The Internet has changed everything including how we communicate, what information we consume and how, and opened up many doors as to how people earn a living. Those changes have enabled many new communities to sprout up that otherwise would not have when the majority of our interactions were with the people that live within a 20-mile radius. One of these new communities which have spawned a movement in the personal finance space is called FIRE or Financial Independence Retire Early.
Before digging deeper into this fascinating movement we need to define the terms:
Financial Independence: Having enough means that you could choose not to work
Retire Early: Retiring prior to the national retirement age
As a financial advisor, you can expect to field more questions about this movement as well as from the community as it grows. Here is a little background to get you started.
The FIRE community
The FIRE community is predominantly male (78%), well-educated (85% have at least a bachelor’s degree), and technical (44% are either in computers, engineering, or architecture with another 10% working in finance). In contrast to most Americans, 77% of responders currently have no children and do not plan on having any. (Financial independence survey)
More focused on FI than RE
In the FIRE community, the achievement of retiring early is celebrated. However, that is not the end goal of a good part of the movement. Some people enjoy their jobs, or just enjoy working, and are not looking to retire. Only 15.3% of respondents said they were going to stop working once they achieve financial independence with 61.6% saying they would keep working either part or full-time.
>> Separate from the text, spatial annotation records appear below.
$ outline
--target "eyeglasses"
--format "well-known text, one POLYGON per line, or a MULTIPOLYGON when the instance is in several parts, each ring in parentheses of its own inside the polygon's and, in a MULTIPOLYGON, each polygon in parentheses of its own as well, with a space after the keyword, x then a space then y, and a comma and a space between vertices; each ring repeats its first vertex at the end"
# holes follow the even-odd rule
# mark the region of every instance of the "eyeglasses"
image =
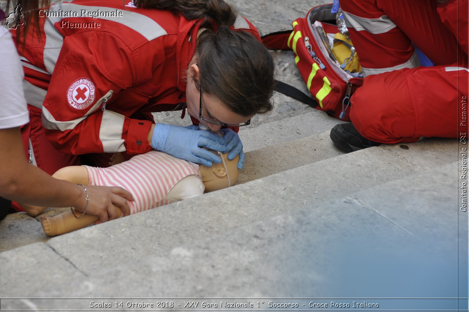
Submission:
POLYGON ((199 118, 202 120, 206 121, 208 123, 210 123, 211 124, 213 124, 213 125, 217 125, 223 126, 224 127, 242 127, 243 125, 248 125, 251 123, 251 119, 249 119, 247 121, 245 121, 244 122, 241 124, 224 124, 219 120, 210 119, 203 117, 202 116, 202 87, 201 86, 200 86, 200 109, 199 110, 199 118))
The community is more attracted to the prospect of financial independence: being debt-free and having enough savings that they can choose how to spend their time rather than someone else making that choice for them.
An aggressive savings rate (sometimes over 50% of income) is the prescribed method of achieving financial independence. Savings being everything left over after you subtract spending and taxes from your gross income and your savings rate being savings divided by gross income minus taxes. The savings rate as an equation:
(gross income - taxes - spending) / (gross income - taxes)
For the most part, taxes are outside of our control (though it is advised to use tax-advantaged accounts as much as possible) which leaves income and spending as the factors that one can influence as part of their savings rate.
When one is looking to achieve a certain net worth as soon as possible they might take some measure to increasing their income. This might involve some temporary sacrifice as one trades free time for extra income. They might put in extra hours or create a side business (such as the ones the Internet has enabled that we mentioned earlier).
In order to achieve the aggressive savings rates that will allow one to retire early, people in the FIRE movement tend to be frugal. As the saying goes, “a penny saved is a penny earned.” There is a critical distinction between being frugal and being cheap. The community would advocate buying less but when you do buy spending more for higher quality goods that will last longer.
People hoping to FIRE are planners. They are data-savvy and build spreadsheets that model out different savings and return scenarios that frankly surpass what a lot of financial advisors provide. They might start their planning using 4% as their safe withdrawal rate (something in itself which has spawned endless discussions) but will modify from there based on their appetite for risk, life expectancy, past returns, and retirement budgeting.
The Internet has made investing much more accessible for the average American and also helped drive down fees both of which helped spark this movement. Low-cost index funds are the investment vehicle of choice for this community as the typically younger crowd will happily calculate out for you how much fees will eat into your nest egg but up to and during your retirement. Passive investing also fits well into the built-in dollar-cost-averaging they are achieving by investing their savings every month.
Alternative asset classes
Because of their data savyness people are open to alternative investments as long as they run the numbers and they prove to be income-producing with an appropriate amount of risk. Discussion about rental properties is common but there is also discussion about investing in local businesses, farmland, or anything else that might provide a good return on investment.
All alternative investments are measured against the individual’s projected returns from their standard index-fund based portfolio.
Distrust of financial advisors
Due to their belief in the efficient market hypothesis, the people in the FIRE movement heavily utilize index funds. Further, they have an interest in keeping fees as low as possible as they are working towards their goal of financial independence. Those two factors result in them having a healthy distrust of advisors looking to steer them towards other higher-cost investments or who promise market-beating returns.
When they do turn to an advisor for help they might look for a flat-fee engagement rather than something commission-based or AUM-based.
The start of a broader movement
Will the financial independence retire early movement grow into something more than a niche community of aggressive savers? Perhaps. The demographics of the community are on the younger side with 92% of the poll’s respondents aged 38 or younger:
- 18-23: 9.8%
- 24-28: 39.1%
- 29-33: 29.2%
- 34-38: 17.7%
- >38: 8%
As their wealth grows, and they grow older, we might see more fiscal prudence in society as people strive to reduce their debt and increase their savings.
In the more immediate future, you can expect that the FIRE community to be advocates at their company for low-cost fund options and to question any fees charged to their 401(k) plans. It would be sensible to get ahead of these questions and incorporate the movement’s ideas into your plan design.